Japan was the only major combatant that employed poison gas on the battlefield. (The Germans used poison gas, but for exterminations in death camps.) The Japanese deployed poison gas freely in China as a trump card to overcome stubborn or threatening Chinese resistance. In just the 1938 campaign up the Yangtze River towards the Wuhan region, a Japanese report noted the use of gas over 370 times.
The Japanese also unleashed biological weapons, though the full scale remains unknown. The notorious Unit 731 in Manchuria conducted hideous medical experiments on unanesthetized prisoners, injecting them with pathogens such as anthrax and typhus. Doses and methods of infection were investigated. Films of their human subjects’ torments became recruiting tools for Japanese researchers. Agents who became bioweapon saboteurs spread diseases in China and the Soviet Union. Outbreaks of plague after the war caused many thousands of deaths.
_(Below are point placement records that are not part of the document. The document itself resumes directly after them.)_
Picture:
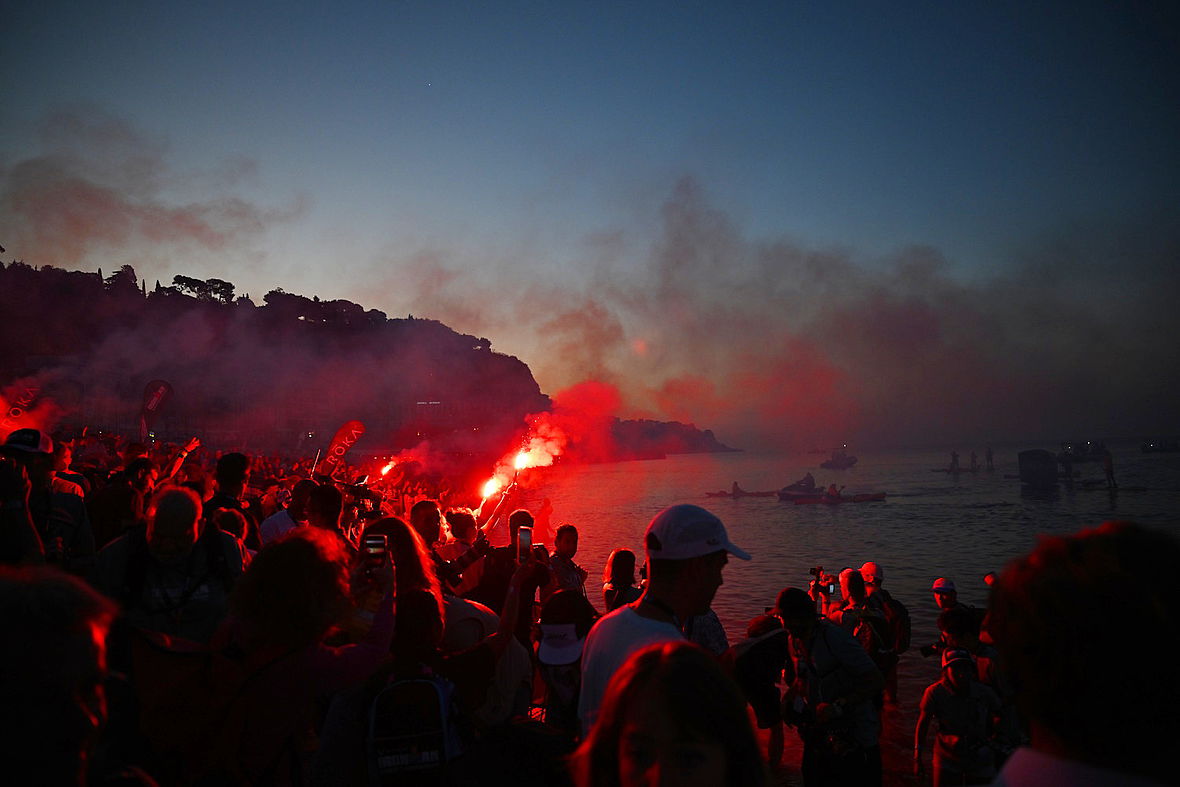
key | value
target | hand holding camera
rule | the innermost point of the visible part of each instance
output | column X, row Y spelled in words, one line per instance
column 377, row 565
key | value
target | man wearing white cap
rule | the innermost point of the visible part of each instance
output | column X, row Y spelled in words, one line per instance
column 60, row 519
column 687, row 549
column 896, row 615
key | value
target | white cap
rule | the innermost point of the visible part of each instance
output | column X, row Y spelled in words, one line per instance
column 872, row 574
column 686, row 531
column 559, row 644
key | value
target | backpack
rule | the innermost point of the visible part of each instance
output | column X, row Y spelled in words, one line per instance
column 874, row 636
column 897, row 616
column 413, row 728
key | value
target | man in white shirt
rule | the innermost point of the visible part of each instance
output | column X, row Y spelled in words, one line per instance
column 289, row 518
column 687, row 549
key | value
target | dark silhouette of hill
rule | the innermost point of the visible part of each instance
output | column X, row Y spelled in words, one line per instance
column 279, row 375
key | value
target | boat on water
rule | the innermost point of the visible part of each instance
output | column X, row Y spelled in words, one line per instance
column 1160, row 445
column 1073, row 453
column 826, row 499
column 736, row 491
column 839, row 460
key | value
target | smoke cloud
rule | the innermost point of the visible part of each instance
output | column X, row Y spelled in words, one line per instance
column 99, row 192
column 767, row 342
column 777, row 345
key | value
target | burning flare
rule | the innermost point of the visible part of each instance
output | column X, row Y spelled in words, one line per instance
column 491, row 487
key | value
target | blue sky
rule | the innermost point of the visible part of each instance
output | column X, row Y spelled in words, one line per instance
column 388, row 151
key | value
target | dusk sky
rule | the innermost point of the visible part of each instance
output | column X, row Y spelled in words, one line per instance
column 793, row 223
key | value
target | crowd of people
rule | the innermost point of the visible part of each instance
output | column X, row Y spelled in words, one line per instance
column 169, row 629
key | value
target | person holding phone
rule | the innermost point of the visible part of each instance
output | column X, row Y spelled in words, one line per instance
column 502, row 563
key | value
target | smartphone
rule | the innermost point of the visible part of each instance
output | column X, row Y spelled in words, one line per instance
column 374, row 546
column 524, row 544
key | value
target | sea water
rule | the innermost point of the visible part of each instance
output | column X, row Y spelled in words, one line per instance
column 931, row 524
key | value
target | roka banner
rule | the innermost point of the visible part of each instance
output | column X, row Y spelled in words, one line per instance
column 156, row 395
column 346, row 438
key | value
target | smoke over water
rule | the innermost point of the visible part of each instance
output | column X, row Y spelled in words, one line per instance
column 775, row 345
column 767, row 342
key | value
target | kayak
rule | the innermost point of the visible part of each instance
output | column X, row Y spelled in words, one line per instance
column 876, row 497
column 795, row 494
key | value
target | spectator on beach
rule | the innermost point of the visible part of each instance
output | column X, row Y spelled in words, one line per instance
column 64, row 479
column 831, row 699
column 897, row 618
column 654, row 732
column 175, row 578
column 341, row 758
column 61, row 520
column 325, row 505
column 687, row 550
column 465, row 535
column 618, row 581
column 864, row 621
column 52, row 667
column 707, row 631
column 967, row 713
column 233, row 476
column 565, row 620
column 119, row 506
column 500, row 564
column 1092, row 721
column 19, row 539
column 288, row 599
column 426, row 518
column 289, row 517
column 758, row 663
column 566, row 575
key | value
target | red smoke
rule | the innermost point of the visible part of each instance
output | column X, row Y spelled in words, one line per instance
column 24, row 407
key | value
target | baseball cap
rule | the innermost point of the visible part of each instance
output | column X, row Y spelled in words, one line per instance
column 872, row 574
column 943, row 585
column 686, row 531
column 559, row 643
column 30, row 441
column 762, row 624
column 952, row 655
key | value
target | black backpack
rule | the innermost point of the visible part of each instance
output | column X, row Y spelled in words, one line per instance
column 413, row 732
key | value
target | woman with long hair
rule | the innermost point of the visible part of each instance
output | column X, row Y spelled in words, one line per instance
column 290, row 596
column 670, row 712
column 618, row 579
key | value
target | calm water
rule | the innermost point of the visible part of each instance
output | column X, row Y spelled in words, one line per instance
column 931, row 525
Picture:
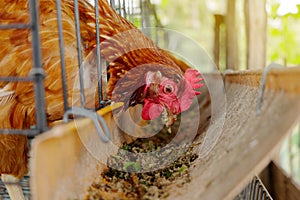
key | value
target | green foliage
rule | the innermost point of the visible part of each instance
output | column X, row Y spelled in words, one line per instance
column 283, row 40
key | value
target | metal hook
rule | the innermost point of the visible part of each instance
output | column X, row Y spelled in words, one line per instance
column 224, row 77
column 99, row 122
column 263, row 85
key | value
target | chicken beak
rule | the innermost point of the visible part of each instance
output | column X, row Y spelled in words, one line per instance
column 168, row 119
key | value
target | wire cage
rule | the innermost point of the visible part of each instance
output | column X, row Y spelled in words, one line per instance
column 129, row 9
column 141, row 13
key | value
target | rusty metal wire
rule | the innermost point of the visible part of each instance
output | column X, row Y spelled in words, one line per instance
column 36, row 75
column 254, row 191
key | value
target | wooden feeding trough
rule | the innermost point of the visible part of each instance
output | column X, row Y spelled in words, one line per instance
column 65, row 160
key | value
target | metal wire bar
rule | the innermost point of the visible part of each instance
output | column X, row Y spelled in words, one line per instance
column 254, row 191
column 62, row 54
column 99, row 66
column 124, row 9
column 14, row 26
column 78, row 37
column 37, row 72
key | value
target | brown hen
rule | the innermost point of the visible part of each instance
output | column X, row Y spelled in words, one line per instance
column 139, row 71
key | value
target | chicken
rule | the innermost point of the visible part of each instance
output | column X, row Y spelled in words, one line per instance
column 139, row 72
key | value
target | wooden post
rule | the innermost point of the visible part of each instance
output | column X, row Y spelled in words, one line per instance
column 232, row 48
column 256, row 30
column 219, row 20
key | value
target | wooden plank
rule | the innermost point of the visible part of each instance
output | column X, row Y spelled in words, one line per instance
column 248, row 141
column 232, row 47
column 279, row 184
column 62, row 167
column 66, row 159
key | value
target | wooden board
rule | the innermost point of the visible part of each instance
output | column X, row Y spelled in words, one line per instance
column 62, row 167
column 248, row 141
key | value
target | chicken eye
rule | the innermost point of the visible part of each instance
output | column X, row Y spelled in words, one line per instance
column 168, row 89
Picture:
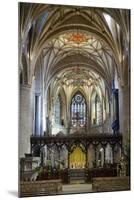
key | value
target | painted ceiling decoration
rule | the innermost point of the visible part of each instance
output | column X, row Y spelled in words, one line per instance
column 94, row 39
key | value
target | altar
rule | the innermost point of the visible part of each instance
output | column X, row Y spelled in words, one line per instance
column 77, row 158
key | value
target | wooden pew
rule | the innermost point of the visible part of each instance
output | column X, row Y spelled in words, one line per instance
column 105, row 184
column 38, row 188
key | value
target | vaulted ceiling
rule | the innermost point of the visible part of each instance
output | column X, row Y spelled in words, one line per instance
column 76, row 44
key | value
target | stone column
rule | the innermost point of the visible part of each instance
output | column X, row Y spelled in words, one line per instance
column 26, row 118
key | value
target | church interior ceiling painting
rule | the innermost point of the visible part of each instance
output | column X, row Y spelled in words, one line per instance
column 74, row 83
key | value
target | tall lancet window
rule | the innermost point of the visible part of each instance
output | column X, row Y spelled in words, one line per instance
column 78, row 110
column 98, row 111
column 58, row 110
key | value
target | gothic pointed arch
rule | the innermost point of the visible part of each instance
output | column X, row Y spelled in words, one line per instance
column 78, row 110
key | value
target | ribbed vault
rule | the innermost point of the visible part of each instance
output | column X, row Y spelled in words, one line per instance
column 45, row 32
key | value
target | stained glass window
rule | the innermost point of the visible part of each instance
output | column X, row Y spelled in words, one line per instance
column 58, row 110
column 78, row 110
column 98, row 111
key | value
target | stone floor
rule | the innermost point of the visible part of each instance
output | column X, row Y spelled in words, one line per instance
column 76, row 188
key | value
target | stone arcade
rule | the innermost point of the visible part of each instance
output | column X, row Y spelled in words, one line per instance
column 74, row 97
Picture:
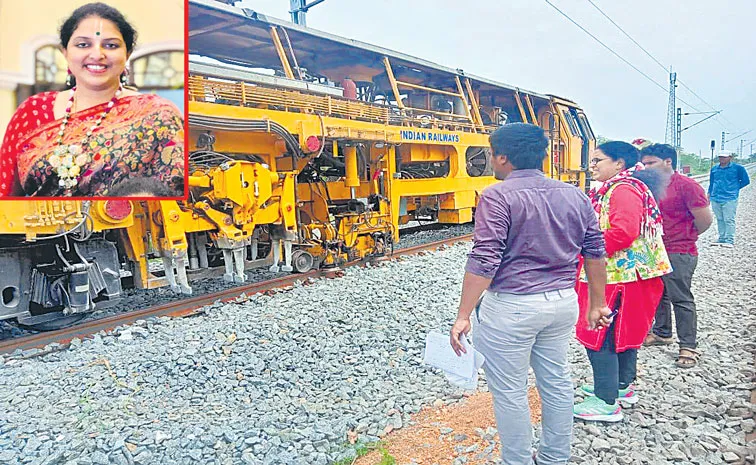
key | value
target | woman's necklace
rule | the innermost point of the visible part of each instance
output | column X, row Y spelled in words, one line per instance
column 68, row 160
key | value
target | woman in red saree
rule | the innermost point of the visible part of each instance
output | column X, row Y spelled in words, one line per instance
column 86, row 141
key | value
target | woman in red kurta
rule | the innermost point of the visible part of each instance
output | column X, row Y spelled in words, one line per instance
column 629, row 217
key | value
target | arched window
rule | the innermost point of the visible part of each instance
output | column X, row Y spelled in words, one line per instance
column 160, row 73
column 50, row 70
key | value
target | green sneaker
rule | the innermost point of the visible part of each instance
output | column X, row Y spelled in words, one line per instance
column 595, row 409
column 626, row 395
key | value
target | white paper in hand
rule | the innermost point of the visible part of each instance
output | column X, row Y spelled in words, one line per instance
column 468, row 383
column 439, row 354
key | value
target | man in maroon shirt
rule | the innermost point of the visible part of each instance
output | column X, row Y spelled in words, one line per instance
column 686, row 214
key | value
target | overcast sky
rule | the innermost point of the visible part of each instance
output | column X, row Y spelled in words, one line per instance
column 526, row 43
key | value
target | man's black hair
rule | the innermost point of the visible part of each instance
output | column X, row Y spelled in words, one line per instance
column 663, row 151
column 523, row 144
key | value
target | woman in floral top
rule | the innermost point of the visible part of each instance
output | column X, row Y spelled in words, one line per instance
column 629, row 217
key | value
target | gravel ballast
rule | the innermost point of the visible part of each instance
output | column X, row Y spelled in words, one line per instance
column 283, row 378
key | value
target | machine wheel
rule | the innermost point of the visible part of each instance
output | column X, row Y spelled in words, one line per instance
column 56, row 323
column 302, row 261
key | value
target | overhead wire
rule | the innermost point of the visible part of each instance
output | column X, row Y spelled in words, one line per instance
column 657, row 62
column 609, row 48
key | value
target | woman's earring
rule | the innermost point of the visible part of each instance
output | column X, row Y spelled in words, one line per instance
column 125, row 77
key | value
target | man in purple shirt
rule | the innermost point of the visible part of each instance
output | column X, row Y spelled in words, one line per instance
column 529, row 232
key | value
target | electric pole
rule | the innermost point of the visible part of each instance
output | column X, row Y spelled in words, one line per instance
column 671, row 133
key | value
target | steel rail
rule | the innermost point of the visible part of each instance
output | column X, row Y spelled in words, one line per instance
column 192, row 305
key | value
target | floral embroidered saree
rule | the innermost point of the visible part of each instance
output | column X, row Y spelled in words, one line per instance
column 141, row 137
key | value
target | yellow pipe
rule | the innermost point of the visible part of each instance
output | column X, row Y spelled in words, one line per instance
column 530, row 108
column 281, row 53
column 199, row 181
column 393, row 82
column 520, row 107
column 350, row 160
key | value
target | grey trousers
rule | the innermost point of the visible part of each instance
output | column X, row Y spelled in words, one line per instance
column 517, row 331
column 677, row 295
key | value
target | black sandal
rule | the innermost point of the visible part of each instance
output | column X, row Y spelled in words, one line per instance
column 689, row 359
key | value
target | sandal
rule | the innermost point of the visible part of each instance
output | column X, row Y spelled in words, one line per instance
column 688, row 358
column 654, row 340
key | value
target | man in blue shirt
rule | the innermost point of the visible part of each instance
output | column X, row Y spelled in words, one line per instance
column 725, row 181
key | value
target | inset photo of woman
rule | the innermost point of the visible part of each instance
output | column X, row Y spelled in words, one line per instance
column 92, row 99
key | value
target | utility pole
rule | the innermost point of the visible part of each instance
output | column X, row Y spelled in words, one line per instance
column 713, row 144
column 671, row 133
column 299, row 10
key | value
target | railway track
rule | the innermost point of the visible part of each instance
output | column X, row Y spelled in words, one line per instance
column 190, row 306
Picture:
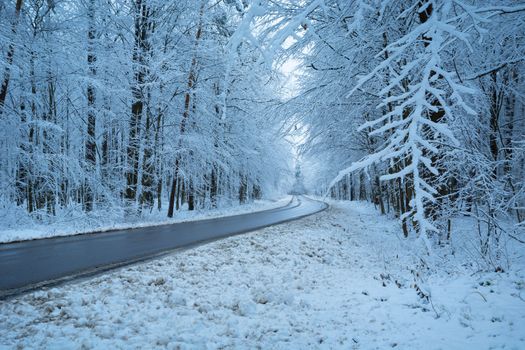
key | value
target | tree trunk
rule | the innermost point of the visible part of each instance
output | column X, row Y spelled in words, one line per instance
column 9, row 58
column 91, row 159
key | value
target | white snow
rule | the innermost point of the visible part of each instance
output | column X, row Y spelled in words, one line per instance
column 79, row 222
column 343, row 278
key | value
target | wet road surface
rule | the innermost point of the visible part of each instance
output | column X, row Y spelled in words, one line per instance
column 32, row 264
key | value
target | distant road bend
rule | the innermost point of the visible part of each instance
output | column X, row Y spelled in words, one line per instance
column 32, row 264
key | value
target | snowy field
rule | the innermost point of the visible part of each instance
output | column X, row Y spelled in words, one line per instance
column 78, row 222
column 341, row 279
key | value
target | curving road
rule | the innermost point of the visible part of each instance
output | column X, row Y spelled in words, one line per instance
column 32, row 264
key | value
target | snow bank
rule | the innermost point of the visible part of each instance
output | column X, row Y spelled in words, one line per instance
column 77, row 222
column 343, row 278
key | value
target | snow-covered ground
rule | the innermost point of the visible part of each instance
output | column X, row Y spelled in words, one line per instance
column 79, row 222
column 341, row 279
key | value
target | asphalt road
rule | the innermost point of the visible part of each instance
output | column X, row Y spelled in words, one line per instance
column 32, row 264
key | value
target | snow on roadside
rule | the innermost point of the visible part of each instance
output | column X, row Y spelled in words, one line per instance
column 342, row 278
column 106, row 221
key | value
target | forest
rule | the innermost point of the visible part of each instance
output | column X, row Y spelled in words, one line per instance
column 262, row 174
column 417, row 106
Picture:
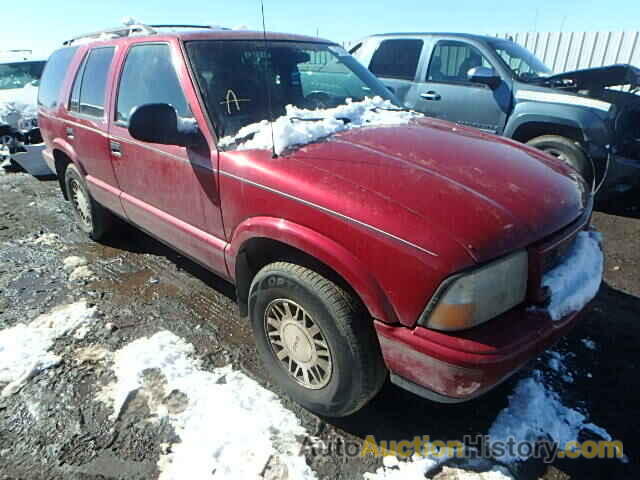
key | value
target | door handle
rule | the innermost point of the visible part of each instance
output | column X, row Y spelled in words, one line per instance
column 115, row 148
column 431, row 95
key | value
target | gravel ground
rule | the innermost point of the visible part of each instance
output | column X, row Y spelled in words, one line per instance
column 56, row 426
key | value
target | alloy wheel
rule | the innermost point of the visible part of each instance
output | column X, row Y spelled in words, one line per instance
column 298, row 343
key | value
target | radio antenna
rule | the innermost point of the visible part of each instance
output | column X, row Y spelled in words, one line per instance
column 267, row 82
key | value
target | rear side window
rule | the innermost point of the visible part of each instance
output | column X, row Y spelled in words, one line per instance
column 53, row 76
column 88, row 93
column 148, row 76
column 397, row 59
column 452, row 60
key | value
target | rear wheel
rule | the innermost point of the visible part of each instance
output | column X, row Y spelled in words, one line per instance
column 567, row 150
column 93, row 218
column 315, row 340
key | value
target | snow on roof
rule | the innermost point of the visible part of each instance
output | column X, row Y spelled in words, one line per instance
column 301, row 126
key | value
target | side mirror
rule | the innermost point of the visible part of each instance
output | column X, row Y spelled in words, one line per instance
column 160, row 123
column 484, row 75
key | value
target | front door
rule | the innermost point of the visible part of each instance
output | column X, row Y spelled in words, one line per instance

Most Asian civilians who died in the Asia-Pacific suffered protracted, painful deaths from starvation and disease. A large number of all atomic bomb deaths occurred at or near the speed of light. That is faster than human physiology can register sensation. Firestorms following the atomic blasts were major factors in the death toll. The weighing of the death figures versus the particulars of people’s agony pushes us to the very limits of the human ability to make moral judgments. But what it does not do is sanction silence on the deaths of civilians who were not Japanese.
So, just how relevant is this for today? A colleague of mine teaches a course on World War II at the University of Virginia. After one class on the Asia-Pacific War and the atomic bombs, a female student from China approached him and said: “In China, we teach about the atomic bombs differently. When the atomic bombs are mentioned, the whole class stands up and applauds.”
This is revealing not just about China. The ongoing troubled relationship of Japan to other Asian nations has its roots in the Asia-Pacific War and the vast disparity between Japanese civilian deaths and those all over the region due to Japan’s invasions and atrocities. Our focus must shift to the tens of millions of people who suffered and died as a result of Japan’s invasion of 14 countries in what it described as the “Greater East-Asia Co-Prosperity Sphere.”